Libya, no matter how things turn out, is unlikely to split into two nations since the divisions that separate it are not related to religion or ideology, but who controls the levers of power. Ghadaffi is on his way out but this does not mean members of his extended tribal family will follow. A compromise may be in the offing as all sides come to appreciate that the destruction of the oil wells would reduce the nation to penury.
Yemen could be easily sub-divided as it descends into a modern-day version of feudal chaos. After all, not long ago there were two Yemens. A pro-Western city or two, which hold much of the population, could emerge while the interior remains controlled by terrorists and al-Qaeda.
Sensing this may be the future, every effort will be made to give public support to Saudi Arabia and Jordan while encouraging reform. The Saudis’ greatest fear is not the street but Iran. Our support of the Saudis may be as unconditional as our support of Israel. With 20 percent of the world’s oil, every effort will be made to keep Saudi Arabia safe. The same holds true for Jordan, which borders Israel.
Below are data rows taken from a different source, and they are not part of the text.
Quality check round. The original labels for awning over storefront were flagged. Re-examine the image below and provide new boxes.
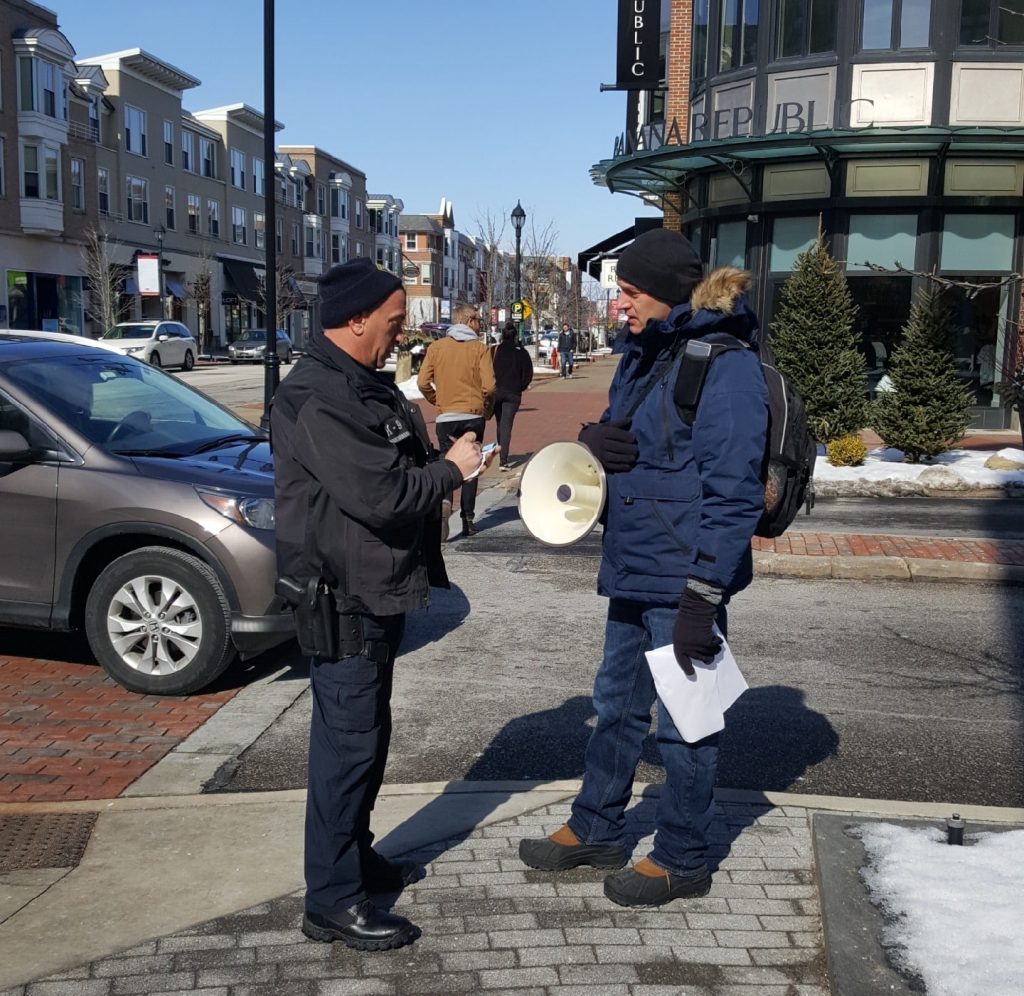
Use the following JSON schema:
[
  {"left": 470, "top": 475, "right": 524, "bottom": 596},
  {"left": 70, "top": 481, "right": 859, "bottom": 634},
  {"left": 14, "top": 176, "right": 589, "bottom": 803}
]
[
  {"left": 577, "top": 217, "right": 662, "bottom": 280},
  {"left": 220, "top": 258, "right": 261, "bottom": 302},
  {"left": 590, "top": 127, "right": 1024, "bottom": 199}
]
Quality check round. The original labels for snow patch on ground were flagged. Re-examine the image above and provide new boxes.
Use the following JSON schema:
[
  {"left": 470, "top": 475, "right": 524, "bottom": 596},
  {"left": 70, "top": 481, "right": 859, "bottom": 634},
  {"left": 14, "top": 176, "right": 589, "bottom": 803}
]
[{"left": 852, "top": 823, "right": 1024, "bottom": 996}]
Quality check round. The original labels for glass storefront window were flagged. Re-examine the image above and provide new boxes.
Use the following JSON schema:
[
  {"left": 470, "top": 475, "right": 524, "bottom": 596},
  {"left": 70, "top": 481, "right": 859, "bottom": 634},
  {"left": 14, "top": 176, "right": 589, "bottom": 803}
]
[
  {"left": 712, "top": 221, "right": 746, "bottom": 267},
  {"left": 942, "top": 273, "right": 1007, "bottom": 407},
  {"left": 847, "top": 274, "right": 913, "bottom": 397},
  {"left": 770, "top": 215, "right": 818, "bottom": 273},
  {"left": 846, "top": 214, "right": 918, "bottom": 273},
  {"left": 939, "top": 214, "right": 1014, "bottom": 273}
]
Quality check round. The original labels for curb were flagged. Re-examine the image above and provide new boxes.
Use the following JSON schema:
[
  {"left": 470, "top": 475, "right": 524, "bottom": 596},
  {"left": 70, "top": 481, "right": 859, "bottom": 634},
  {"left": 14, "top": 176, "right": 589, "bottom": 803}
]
[{"left": 754, "top": 550, "right": 1024, "bottom": 584}]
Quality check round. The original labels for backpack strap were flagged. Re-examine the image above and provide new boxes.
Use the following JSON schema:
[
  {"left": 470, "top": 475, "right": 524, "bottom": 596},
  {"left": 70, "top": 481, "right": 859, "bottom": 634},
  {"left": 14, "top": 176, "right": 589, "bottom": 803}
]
[{"left": 673, "top": 332, "right": 751, "bottom": 426}]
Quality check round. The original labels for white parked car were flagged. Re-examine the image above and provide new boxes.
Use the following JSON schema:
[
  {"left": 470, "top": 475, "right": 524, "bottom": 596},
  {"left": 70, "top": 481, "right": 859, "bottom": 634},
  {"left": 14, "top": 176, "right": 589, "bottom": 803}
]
[{"left": 101, "top": 319, "right": 199, "bottom": 370}]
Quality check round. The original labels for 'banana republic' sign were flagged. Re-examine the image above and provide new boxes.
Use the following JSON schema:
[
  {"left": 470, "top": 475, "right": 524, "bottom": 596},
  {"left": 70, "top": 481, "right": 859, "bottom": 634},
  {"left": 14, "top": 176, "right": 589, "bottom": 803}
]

It is noteworthy that in all of the street demonstrations, one has not heard the cry for Israel’s elimination. The “Cold Peace” with Egypt and Jordan has held and the flow of gas across the Sinai has not been interrupted. Israel’s real concern is still the nuclear aspirations of Iran.
If de-stabilizing problems arise, they will come from Iran. Then, we may have to take a leaf from the handbook created by Harry Truman. The Truman Doctrine was born with the containment of Soviet expansion and the birth of NATO in 1949. If Iran starts to make inroads into Iraq and threatens not only Israel but the entire region, we should work with NATO and the Russians, who fear for the future of its former Muslim republics — now states — that border northern Iran. On the issues of terrorism and the de-stabilization of regions, our interests and those of the Russians merge. Our policy of containment was aimed at Moscow, but Russia was our ally in two world wars. A joint containment effort may be on the horizon, with the United States working once again with Moscow as we did in 1917 and after Pearl Harbor.